Comment by TheDong

4 days ago

Yeah, indeed.

Developers have a bad habit of adding mutable fields to plain old data objects in Go though, so even if it's immutable now, it's now easy for a developer to create a race down the line. There's no way to indicate that something must be immutability at compile-time, so the compiler won't help you there.

Good points. I have also heard others say the same in the past regarding Go. I know very little about Go or its language development, however.

I wonder if Go could easily add some features regarding that. There are different ways to go about it. 'final' in Java is different from 'const' in C++, for example, and Rust has borrow checking and 'const'. I think the language developers of the OCaml language has experimented with something inspired by Rust regarding concurrency.

  • Rust's `const` is an actual constant, like 4 + 1 is a constant, it's 5, it's never anything else, we don't need to store it anywhere - it's just 5. In C++ `const` is a type qualifier and that keyword stands for constant but really means immutable not constant.

    This results in things like you can "cast away" C++ const and modify that variable anyway, whereas obviously we can't try to modify a constant because that's not what the word constant means.

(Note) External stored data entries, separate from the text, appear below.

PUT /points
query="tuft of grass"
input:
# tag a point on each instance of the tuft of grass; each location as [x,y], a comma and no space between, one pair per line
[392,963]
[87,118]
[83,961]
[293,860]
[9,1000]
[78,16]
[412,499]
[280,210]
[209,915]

    In both languages 5 += 3 is nonsense, it can't mean anything to modify 5. But in Rust we can write `const FIVE: i32 = 5;` and now FIVE is also a constant and FIVE += 3 is also nonsense and won't compile. In contrast in C++ altering an immutable "const" variable you've named FIVE is merely forbidden, once we actually do this anyway it compiles and on many platforms now FIVE is eight...

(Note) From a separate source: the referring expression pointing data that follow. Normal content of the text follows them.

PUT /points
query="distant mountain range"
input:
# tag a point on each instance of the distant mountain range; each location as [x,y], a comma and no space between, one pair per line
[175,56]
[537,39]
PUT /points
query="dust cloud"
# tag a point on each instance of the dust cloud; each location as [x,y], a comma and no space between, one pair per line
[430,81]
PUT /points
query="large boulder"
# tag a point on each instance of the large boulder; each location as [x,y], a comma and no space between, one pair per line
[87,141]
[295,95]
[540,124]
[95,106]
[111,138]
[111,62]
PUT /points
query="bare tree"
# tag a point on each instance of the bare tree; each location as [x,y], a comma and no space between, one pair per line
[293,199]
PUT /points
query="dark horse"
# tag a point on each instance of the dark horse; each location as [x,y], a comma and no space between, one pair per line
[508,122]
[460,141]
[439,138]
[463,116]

    • Right, I forgot that 'const' in Rust is 'constexpr'/'consteval' in C++, while absence of 'mut' is probably closer to C++ 'const', my apologies.

      C++ 'constexpr' and Rust 'const' is more about compile-time execution than marking something immutable.

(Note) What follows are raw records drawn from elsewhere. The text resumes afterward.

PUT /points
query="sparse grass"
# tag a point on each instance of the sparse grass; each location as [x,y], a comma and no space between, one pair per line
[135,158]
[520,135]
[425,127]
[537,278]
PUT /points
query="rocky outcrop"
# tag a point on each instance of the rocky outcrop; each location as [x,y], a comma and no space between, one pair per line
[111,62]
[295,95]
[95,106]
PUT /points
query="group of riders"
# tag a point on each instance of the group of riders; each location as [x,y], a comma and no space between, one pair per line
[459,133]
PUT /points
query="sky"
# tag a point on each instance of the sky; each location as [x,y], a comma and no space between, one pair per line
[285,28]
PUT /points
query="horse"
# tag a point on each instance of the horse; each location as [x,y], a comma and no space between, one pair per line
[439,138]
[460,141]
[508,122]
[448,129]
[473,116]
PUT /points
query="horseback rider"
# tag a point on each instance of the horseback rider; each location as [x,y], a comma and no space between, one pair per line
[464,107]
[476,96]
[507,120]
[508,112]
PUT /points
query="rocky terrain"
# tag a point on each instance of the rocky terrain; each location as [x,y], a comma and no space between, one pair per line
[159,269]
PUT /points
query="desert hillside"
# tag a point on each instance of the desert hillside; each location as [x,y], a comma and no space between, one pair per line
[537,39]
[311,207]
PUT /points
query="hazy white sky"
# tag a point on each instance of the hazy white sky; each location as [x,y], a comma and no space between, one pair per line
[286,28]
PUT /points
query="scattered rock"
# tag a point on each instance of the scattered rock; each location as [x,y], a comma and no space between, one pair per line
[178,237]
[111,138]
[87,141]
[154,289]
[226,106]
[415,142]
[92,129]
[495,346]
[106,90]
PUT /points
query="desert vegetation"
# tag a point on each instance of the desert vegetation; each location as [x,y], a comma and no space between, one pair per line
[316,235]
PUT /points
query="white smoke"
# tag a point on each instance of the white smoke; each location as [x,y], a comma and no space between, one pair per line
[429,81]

      In Rust, it is probably also possible to do a cast like &T to *mut T. Though that might require unsafe and might cause UB if not used properly. I recall some people hoping for better ergonomics when doing casting in unsafe Rust, since it might be easy to end up with UB.

      Last I heard, C++ is better regarding 'constexpr' than Rust regarding 'const', and Zig is better than both on that subject.